WHEN IN THE STRESS TUNNEL, YOU SEE NO OPTIONS. Even if there ARE no external options, staying free of that tunnel is still the best option.  At the very, very least…you now have the capacity to help your FAMILY stay out of the “stress tunnel” so that they can brainstorm answers that no individual can possibly find.

 

And if there IS no answer?   Then a tragedy has occurred, and the rest of the family must protect each other, their hearts and their children, so that the actions of a monster do not destroy an entire network of souls.   NO matter what the circumstance, what you and your family needs is as much clarity and positive action as humanly possible.

 

Maintaining that attitude without excoriating yourself for not having that strength currently is the Inner War.  And for the sake of your children, and the child within you and everyone you love, you might be slain, but you cannot surrender.

##

 

That is an extreme. But what of those other arenas?   Writing a story in 30 days?  Finding a soulmate?

 

Both require the same thing: the capacity to control your state, which makes it possible to define and take actions leading to your solution.  How do you control your state? By controlling your mental focus, the language you use, and the way you use your body ALL AT THE SAME TIME.

 

Writing a story?  That minimum is a sentence a day.

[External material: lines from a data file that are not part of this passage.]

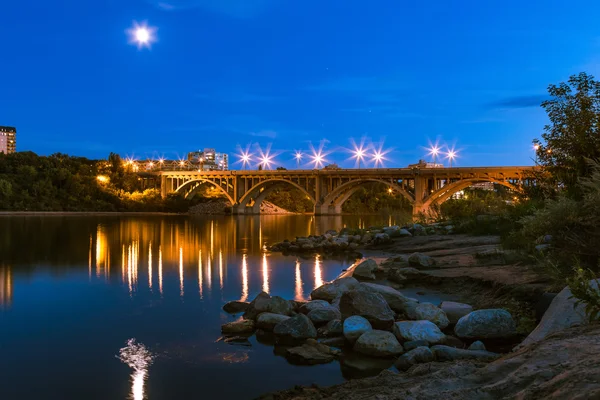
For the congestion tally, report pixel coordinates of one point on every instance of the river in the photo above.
(75, 289)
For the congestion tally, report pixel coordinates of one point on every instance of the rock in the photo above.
(338, 342)
(418, 330)
(311, 353)
(378, 344)
(381, 238)
(354, 327)
(294, 330)
(330, 291)
(259, 303)
(478, 346)
(420, 355)
(421, 260)
(365, 270)
(355, 365)
(419, 230)
(542, 248)
(486, 324)
(241, 326)
(333, 328)
(413, 344)
(396, 300)
(429, 312)
(367, 304)
(234, 307)
(447, 353)
(561, 314)
(267, 321)
(404, 233)
(324, 315)
(455, 311)
(314, 305)
(453, 341)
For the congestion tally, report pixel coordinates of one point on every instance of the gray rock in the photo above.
(378, 344)
(429, 312)
(365, 270)
(447, 353)
(314, 305)
(367, 304)
(486, 324)
(455, 311)
(311, 353)
(338, 342)
(294, 330)
(418, 330)
(234, 307)
(420, 355)
(330, 291)
(561, 314)
(241, 326)
(333, 328)
(396, 300)
(413, 344)
(354, 327)
(478, 346)
(324, 315)
(421, 260)
(267, 321)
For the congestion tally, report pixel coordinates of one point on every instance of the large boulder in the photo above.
(367, 304)
(429, 312)
(241, 326)
(330, 291)
(234, 307)
(365, 270)
(396, 300)
(486, 324)
(333, 328)
(314, 305)
(324, 315)
(311, 353)
(265, 303)
(268, 321)
(455, 311)
(447, 353)
(418, 330)
(354, 327)
(378, 344)
(421, 260)
(419, 355)
(562, 314)
(295, 330)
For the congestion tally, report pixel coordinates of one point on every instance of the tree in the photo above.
(573, 136)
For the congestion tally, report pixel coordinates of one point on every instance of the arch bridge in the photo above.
(328, 189)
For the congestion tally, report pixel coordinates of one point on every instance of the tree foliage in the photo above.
(573, 134)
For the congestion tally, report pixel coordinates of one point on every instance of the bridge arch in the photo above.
(259, 192)
(335, 200)
(445, 192)
(198, 183)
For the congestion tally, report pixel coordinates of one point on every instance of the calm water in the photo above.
(74, 290)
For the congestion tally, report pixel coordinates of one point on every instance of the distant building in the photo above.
(8, 139)
(209, 160)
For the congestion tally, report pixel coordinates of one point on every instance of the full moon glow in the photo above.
(142, 35)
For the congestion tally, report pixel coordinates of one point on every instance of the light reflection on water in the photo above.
(73, 276)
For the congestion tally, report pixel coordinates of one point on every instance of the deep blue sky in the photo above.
(232, 72)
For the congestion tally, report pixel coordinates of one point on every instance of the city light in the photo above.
(142, 35)
(451, 154)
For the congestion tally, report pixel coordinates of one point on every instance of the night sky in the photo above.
(228, 73)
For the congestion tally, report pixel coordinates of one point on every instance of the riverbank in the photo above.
(488, 284)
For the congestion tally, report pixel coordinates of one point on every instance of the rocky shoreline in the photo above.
(363, 320)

Finding your Soulmate?  If you want a healthy, balanced person with positive energy YOU MUST BE SUCH A PERSON. It is brutally simple.

 

How do you do that?  Start with self love.  How can you do that?   So many ways, the “Ancient Child” and “Heartbeat Meditation” and dream journaling and a Morning Ritual are just a few.  But all that takes time!  Well, how much time did you just spend reading THIS?  There was your damned time.  You have the time.  But the stress protects itself with lies.

 

Five minutes. THAT’S the minimum.   Distributed through the day in 60-second increments of deep breathing, so that the “minimum” is actually sixty seconds.  One minute.

 

One sentence

One minute.

 

There are your minimums for creating a story. Finding your Soulmate.    There are others for making or protecting money, or becoming fit.    But once you see the minimum, if you don’t do it, does that trigger self-loathing and depression..?

 

THIS IS WHY YOU NEED TO START WITH SELF-LOVE. You cannot wire around this, ignore it, postpone it, trick it or lie your way out of it. You have to go into the pale places within you, face the Dark Night, and find some bedrock of faith.  Can’t find it? Then find the bedrock of survival. Don’t know where that is?  You can find it simply by slowing your breathing down below about 4 breaths per minute, because when the carbon dioxide level rises in your blood you will hit emergency. Then…imagine this is happening to a helpless infant (“The Ancient Child”) and that YOU are his/her only protection.

 

You’ll find that strength. It IS within you.   That ability to fight until the last drop of blood.   And whether it is protecting your family or building your dreams, the doorway is ALWAYS there, even though when you are IN the “stress tunnel” you cannot see it and might need someone else to point it out to you and support you.

 

That’s why there is more than one of us.  That’s why, come what may, I will ALWAYS encourage you to believe in yourself.  Always.  No matter what.  If you want someone to agree that you are helpless, you will need to go somewhere else.

 

But personally?  I’m hoping you’ll stay.